Roy´nın kitabının konusu çağdaş İslami hareketlerdir, yani İslam´ı bir din olduğu kadar bir siyasal ideoloji olarak da gören, kendilerini bu yolla mevcut sistemden bir kopuş olarak tanımlayan gruplardır.
Çağdaş siyasal İslam, müslüman toplumlara bir seçenek sunuyor mu? Yazarın Cezayir´den Türkiye ve İran´a, Suudiler´den Afganistan, Pakistan ve Türki Cumhuriyetler´e geniş bir müslüman coğrafyada dolaşarak yanıt aradığı temel soru budur. Olivier Roy, İslamcılığın etki ve genişlemesinin henüz durmadığını, siyasal İslamın iktidara gelebileceğini, ancak iktidara gelse de âdetlerden ve hukuktan başka hiçbir şeyi değiştiremeyeceğini, sonucun kesin bir başarısızlık olacağını düşünüyor.

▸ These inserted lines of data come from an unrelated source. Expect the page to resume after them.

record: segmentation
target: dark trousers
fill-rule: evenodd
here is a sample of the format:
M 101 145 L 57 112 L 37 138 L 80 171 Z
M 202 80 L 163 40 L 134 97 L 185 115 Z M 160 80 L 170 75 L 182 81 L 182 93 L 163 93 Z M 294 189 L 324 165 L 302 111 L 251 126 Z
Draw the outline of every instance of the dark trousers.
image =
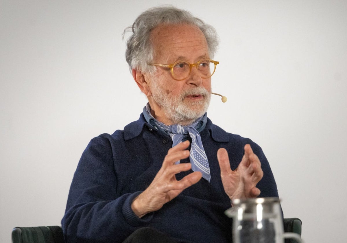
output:
M 136 230 L 123 243 L 177 243 L 170 236 L 155 229 L 144 227 Z

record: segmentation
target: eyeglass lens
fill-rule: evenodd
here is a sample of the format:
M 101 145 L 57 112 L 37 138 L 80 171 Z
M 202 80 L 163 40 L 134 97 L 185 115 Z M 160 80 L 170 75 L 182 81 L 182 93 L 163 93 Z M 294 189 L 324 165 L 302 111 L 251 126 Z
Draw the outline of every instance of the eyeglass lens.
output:
M 214 70 L 214 64 L 209 60 L 201 61 L 195 66 L 196 67 L 192 67 L 192 68 L 197 68 L 202 78 L 211 77 Z M 189 76 L 190 65 L 186 62 L 179 62 L 174 65 L 172 70 L 175 78 L 179 79 L 184 79 Z

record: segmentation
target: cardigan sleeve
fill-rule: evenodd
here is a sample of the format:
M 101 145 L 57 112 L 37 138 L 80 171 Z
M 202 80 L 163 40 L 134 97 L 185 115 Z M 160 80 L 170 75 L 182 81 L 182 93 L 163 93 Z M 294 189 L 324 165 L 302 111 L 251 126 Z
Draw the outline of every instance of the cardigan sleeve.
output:
M 82 155 L 61 221 L 67 243 L 121 242 L 151 218 L 150 214 L 140 218 L 131 209 L 141 192 L 117 191 L 114 166 L 118 158 L 113 158 L 112 147 L 102 135 L 92 139 Z

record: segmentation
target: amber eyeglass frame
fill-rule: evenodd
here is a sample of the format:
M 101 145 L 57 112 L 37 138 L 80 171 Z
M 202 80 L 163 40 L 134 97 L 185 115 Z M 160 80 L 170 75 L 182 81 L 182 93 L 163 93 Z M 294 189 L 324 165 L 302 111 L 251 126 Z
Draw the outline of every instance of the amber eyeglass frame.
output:
M 180 80 L 183 80 L 183 79 L 187 78 L 189 76 L 189 75 L 191 74 L 191 73 L 192 72 L 192 68 L 193 67 L 195 67 L 196 68 L 196 70 L 197 70 L 198 72 L 200 74 L 200 72 L 199 72 L 199 70 L 198 69 L 198 67 L 199 66 L 199 64 L 200 64 L 201 62 L 204 61 L 208 61 L 210 62 L 213 63 L 214 64 L 214 68 L 213 69 L 213 72 L 211 72 L 211 75 L 209 76 L 208 77 L 201 77 L 201 75 L 200 77 L 201 77 L 203 78 L 208 78 L 212 76 L 214 73 L 214 72 L 216 70 L 216 67 L 217 67 L 217 64 L 219 64 L 219 62 L 217 61 L 214 61 L 211 59 L 206 59 L 203 60 L 201 60 L 199 61 L 195 62 L 195 63 L 189 63 L 187 61 L 179 61 L 176 62 L 175 63 L 172 64 L 162 64 L 160 63 L 153 63 L 152 62 L 149 63 L 149 65 L 152 65 L 155 66 L 160 66 L 160 67 L 168 67 L 170 68 L 171 69 L 171 75 L 172 76 L 172 77 L 174 78 L 175 80 L 177 81 L 180 81 Z M 175 77 L 175 74 L 174 74 L 174 67 L 175 67 L 176 65 L 178 64 L 179 63 L 181 63 L 182 62 L 184 62 L 185 63 L 186 63 L 189 65 L 189 72 L 187 75 L 187 77 L 186 77 L 184 78 L 181 78 L 179 79 Z

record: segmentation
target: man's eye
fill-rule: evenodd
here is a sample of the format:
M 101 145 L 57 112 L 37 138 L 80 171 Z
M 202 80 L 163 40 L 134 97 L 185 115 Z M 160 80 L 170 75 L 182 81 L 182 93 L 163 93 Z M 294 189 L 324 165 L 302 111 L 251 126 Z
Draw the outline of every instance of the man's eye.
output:
M 175 65 L 175 67 L 176 68 L 183 68 L 186 67 L 187 64 L 185 62 L 179 62 Z
M 210 62 L 208 61 L 203 61 L 200 63 L 199 66 L 202 67 L 208 67 L 210 66 Z

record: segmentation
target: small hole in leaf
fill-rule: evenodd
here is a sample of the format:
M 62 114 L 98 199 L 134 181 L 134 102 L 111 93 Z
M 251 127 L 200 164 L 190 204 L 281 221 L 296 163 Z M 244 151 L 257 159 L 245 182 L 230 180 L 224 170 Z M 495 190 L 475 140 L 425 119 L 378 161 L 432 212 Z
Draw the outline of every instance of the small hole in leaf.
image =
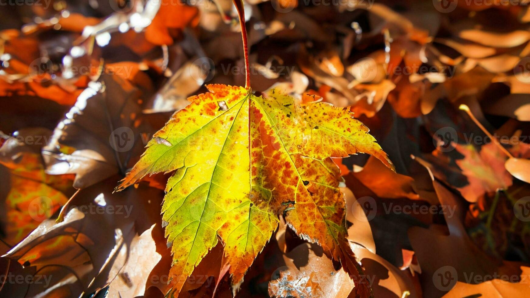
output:
M 226 111 L 228 109 L 228 107 L 224 101 L 217 102 L 217 104 L 219 105 L 219 111 Z

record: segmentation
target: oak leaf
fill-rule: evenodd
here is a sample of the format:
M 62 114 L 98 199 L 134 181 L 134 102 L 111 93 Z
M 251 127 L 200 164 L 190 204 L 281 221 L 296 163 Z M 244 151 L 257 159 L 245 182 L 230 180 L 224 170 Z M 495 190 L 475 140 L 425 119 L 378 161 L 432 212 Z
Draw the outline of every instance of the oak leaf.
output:
M 264 98 L 241 87 L 207 87 L 153 136 L 117 187 L 175 171 L 162 210 L 174 289 L 218 235 L 237 290 L 280 214 L 300 237 L 358 274 L 345 239 L 341 178 L 330 158 L 369 153 L 393 168 L 368 129 L 348 108 L 303 104 L 273 89 Z

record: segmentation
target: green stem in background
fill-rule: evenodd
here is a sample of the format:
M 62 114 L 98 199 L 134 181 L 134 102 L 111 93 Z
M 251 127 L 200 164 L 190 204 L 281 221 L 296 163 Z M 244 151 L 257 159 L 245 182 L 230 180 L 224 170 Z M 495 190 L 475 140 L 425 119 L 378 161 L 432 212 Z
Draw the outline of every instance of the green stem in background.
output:
M 491 221 L 493 219 L 493 215 L 495 214 L 495 210 L 497 209 L 497 204 L 499 203 L 499 194 L 500 191 L 497 191 L 495 193 L 495 197 L 493 198 L 493 203 L 491 204 L 491 207 L 490 208 L 490 212 L 488 215 L 488 221 L 486 222 L 486 227 L 488 229 L 490 229 L 491 227 Z
M 243 0 L 233 0 L 239 15 L 239 23 L 241 25 L 241 37 L 243 38 L 243 50 L 245 57 L 245 88 L 250 88 L 250 67 L 249 65 L 249 41 L 246 37 L 246 27 L 245 26 L 245 8 Z

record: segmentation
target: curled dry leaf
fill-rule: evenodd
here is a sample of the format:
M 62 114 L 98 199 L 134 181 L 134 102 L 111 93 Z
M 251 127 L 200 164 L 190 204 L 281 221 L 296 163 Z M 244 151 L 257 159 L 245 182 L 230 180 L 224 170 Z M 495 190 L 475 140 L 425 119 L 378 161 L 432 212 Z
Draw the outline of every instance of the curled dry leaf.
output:
M 2 257 L 22 265 L 24 276 L 51 278 L 47 284 L 8 284 L 3 293 L 78 297 L 109 285 L 113 296 L 143 295 L 149 286 L 165 293 L 166 273 L 157 265 L 169 256 L 159 215 L 162 193 L 142 185 L 111 194 L 117 178 L 78 192 L 65 206 L 63 222 L 43 221 Z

Neden bu başarısızlık? Bu sorunun en başta gelen yanıtı, siyasal İslamın, karşı çıkarak kendini varettiği modernizmin kötü bir kopyası olmasında yatıyor. Batı ve modernlik karşıtlığı temelinde mevcut muhalefet boşluğunu doldurarak güçlenmiş olan siyasal İslam, giderek bir fundamentalizm halini alıyor ve şeytanını Batı tanrısında ararken, kendi içindeki çölü göremiyor.